The sensitivities of senescent cells to pharmacological treatments that can promote their death are diverse. A number of known mechanisms of senolytic action are indicated; the various specific compounds that hit these nodes are indicated. Impacting tyrosine kinase (TK) through the use of dasatinib (when used either alone or in combination with the flavonoid quercetin) is capable of initiating death of certain senescent cell types. Quercetin and fisetin are natural flavonoids that impact mammalian target of rapamycin (mTOR) signalling. Inhibitors of the antiapoptotic members of the BCL-2 family are capable of inducing death through mitochondrial-mediated mechanisms, which can also be elicited by the action of cardiac glycosides such as ouabain. Inhibitors of HSP90 or histone deacetylases (HDAC) have also been suggested to promote selective apoptosis of senescent cells. Additionally, disruption of binding of forkhead box protein O4 (FOXO4) to p53, which occurs in senescent cells, through the use of a small peptide liberates p53 to activate apoptosis. Galactose-conjugated senolytic prodrugs (GAL-prodrugs) are processed by senescence-associated-β-galactosidase (SA-β-gal) to exert selective senescence targeting. RTK, receptor tyrosine kinase.

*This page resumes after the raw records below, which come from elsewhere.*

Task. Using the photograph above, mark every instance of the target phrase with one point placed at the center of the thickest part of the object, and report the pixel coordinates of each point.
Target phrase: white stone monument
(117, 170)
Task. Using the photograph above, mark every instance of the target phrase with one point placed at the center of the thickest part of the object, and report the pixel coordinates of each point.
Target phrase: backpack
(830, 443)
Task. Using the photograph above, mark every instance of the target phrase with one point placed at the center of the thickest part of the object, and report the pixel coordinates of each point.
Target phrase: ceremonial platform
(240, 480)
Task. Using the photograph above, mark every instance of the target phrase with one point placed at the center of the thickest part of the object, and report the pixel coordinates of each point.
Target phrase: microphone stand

Fig. 5 |. Senomorphic therapeutic interventions.

As an alternative to active killing of senescent cells, senomorphic approaches try to limit the detrimental impacts of these cells, largely through modulation of the senescence-associated secretory phenotype (SASP). As for senolytics, a number of common nodes have been identified that may be unique opportunities for intervention. Rapamycin, a well-characterized inhibitor of mammalian target of rapamycin (mTOR), has been shown to increase lifespan of laboratory mice. Additionally, rapamycin decreases production of the SASP, which may explain the beneficial impacts on life. Nuclear factor-κB (NF-κB) is a critical component for SASP production, and inhibition of NF-κB activity decreases the ability of cells to be proinflammatory. Additionally, inhibition of HSP90 is able to modulate SASP production. Similarly, Janus kinase (JAK)/signal transducer and activator of transcription (STAT) inhibitors and blocking of interleukin-6 (IL-6), IL-1 and tumour necrosis factor (TNF). Taken together, these molecules are beginning to elucidate ways that proinflammatory signalling from senescent cells can be attenuated in the hope of decreasing the consequences of senescent cell accumulation in tissues. ASO, antisense oligonucleotides; DDR, DNA damage response; DDRNA, DNA damage response RNA; dilncRNA, damage-induced long non-coding RNA; NDGA, nordihydroguaiaretic acid; RTK, receptor tyrosine kinase.